- Nº 2735 (2026/04/30)
O Porto de Leixões tem uma importância estratégica para a região e para o País pelo papel que assume no transporte de mercadorias e na pesca, para lá de outras actividades que lhe estão associadas, como recreio, o desporto e o turismo. A modernização e o alargamento da capacidade do Porto de Leixões, sem pôr em causa nenhuma das suas vertentes, são do interesse do concelho de Matosinhos, de toda a região Norte mas, sobretudo, importantes para o desenvolvimento económico e a soberania do País.
O PCP tem defendido que a modernização do Porto passe por uma intervenção ao nível do porto de pesca (para lá de condições de segurança, há necessidade de intervenções para garantir condições de salubridade para os trabalhadores e para o pescado) e do porto de mercadorias/contentores (com adaptação do cais de carga para navios de maiores dimensões), além de um efectivo papel do Estado na gestão das operações, em vez da concessão a privados que tem norteado opções de sucessivos governos e administrações do Porto de Leixões.
Defendemos que no processo de modernização/ampliação se garanta o prolongamento do serviço de passageiros na linha ferroviária de Leixões, numa lógica de prioridade à ferrovia, que é fundamental para diminuir os impactos negativos do porto sobre a Cidade ao nível da poluição e da mobilidade, em paralelo com a criação de condições para alimentar com electricidade os navios.
Mas o expectável consenso quanto à necessidade de modernização e alargamento do Porto de Leixões está a confrontar-se com um conflito entre a APDL (entidade que administra o Porto) e a Câmara Municipal de Matosinhos (CMM). Um conflito recente, pois durante vários meses a CMM foi conivente com o desenvolvimento do projecto de expansão da APDL feita nas costas dos órgãos autárquicos e das populações.
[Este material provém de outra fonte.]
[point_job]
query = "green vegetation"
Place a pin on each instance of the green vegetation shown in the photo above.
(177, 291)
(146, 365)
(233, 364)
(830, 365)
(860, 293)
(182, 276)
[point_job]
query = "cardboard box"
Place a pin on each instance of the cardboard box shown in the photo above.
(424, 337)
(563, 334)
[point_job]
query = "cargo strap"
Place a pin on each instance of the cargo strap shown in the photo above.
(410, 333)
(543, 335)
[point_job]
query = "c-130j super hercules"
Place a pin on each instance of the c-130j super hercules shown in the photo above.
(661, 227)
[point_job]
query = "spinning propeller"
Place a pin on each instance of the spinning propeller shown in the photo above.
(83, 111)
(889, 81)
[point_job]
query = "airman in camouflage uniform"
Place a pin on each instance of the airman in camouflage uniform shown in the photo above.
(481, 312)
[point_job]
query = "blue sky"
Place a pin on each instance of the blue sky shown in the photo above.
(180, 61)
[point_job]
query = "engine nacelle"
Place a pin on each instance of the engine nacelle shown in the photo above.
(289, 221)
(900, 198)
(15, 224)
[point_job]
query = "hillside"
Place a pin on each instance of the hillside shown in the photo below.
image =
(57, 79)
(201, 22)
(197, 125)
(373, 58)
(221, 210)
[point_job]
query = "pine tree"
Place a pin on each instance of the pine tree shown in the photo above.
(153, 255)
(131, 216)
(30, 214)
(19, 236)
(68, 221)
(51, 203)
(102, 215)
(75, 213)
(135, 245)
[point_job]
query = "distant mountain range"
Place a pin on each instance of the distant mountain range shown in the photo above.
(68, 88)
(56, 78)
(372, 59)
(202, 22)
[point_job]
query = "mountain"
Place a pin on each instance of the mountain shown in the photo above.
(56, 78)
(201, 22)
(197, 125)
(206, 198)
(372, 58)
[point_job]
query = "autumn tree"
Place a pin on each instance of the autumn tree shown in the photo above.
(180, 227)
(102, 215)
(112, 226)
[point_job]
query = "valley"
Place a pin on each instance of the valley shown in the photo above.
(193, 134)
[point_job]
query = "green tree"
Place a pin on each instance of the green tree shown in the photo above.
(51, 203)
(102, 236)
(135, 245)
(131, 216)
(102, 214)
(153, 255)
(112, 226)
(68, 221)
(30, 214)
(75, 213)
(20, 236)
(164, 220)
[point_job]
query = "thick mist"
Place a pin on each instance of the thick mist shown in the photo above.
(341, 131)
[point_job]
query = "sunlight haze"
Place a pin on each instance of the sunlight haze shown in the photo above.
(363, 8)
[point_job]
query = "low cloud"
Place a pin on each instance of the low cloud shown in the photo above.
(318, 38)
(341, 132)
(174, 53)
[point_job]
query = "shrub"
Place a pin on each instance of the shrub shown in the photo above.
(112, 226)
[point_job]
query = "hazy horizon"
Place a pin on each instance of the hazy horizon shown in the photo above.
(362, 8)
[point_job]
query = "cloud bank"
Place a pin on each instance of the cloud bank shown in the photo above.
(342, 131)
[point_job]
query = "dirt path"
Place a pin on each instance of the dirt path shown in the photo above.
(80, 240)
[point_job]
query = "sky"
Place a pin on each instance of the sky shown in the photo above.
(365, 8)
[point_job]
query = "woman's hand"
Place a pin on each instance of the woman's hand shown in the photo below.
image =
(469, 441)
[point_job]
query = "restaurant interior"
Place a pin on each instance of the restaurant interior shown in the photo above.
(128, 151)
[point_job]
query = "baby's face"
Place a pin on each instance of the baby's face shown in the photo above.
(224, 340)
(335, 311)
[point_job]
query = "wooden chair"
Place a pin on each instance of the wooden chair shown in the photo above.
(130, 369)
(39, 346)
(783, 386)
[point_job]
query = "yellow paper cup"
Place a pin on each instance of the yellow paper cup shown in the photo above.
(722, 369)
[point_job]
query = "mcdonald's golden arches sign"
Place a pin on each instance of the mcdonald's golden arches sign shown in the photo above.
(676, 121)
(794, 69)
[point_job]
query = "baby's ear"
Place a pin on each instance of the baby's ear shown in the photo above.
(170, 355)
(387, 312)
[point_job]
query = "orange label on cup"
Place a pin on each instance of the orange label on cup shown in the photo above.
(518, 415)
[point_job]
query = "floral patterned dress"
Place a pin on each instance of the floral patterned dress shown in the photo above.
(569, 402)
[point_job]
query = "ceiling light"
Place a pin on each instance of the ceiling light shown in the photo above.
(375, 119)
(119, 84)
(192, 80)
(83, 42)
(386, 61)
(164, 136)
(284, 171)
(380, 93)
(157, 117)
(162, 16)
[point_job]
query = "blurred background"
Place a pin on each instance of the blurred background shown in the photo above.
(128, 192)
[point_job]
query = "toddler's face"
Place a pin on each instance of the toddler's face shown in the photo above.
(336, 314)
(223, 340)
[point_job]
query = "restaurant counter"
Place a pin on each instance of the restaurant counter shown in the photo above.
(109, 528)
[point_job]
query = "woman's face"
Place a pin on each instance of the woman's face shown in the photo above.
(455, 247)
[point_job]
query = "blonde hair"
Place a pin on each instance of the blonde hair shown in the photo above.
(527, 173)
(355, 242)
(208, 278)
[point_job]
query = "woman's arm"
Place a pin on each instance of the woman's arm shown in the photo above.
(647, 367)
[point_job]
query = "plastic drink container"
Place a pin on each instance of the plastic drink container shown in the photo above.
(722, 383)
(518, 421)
Mas essa conivência esfumou-se quando foi alterada a composição do Conselho de Administração, com a substituição de quadros do PS por quadros do PSD, passando a CMM a assumir-se como força de bloqueio, ancorada num discurso populista que exacerba e manipula preocupações ambientais e estéticas.
Denunciar e concretizar
Para lá do que resulta deste conflito decorrente da ocupação de lugares no Conselho de Administração, há uma concepção de cidade e de desenvolvimento também subjacente aos posicionamentos políticos que não podemos deixar de denunciar. Trata-se da concepção que procura projectar as cidades sem actividade industrial, afastando o local de trabalho do local de residência, aumentando os movimentos pendulares e o tempo gasto pelos trabalhadores no percurso casa-trabalho-casa.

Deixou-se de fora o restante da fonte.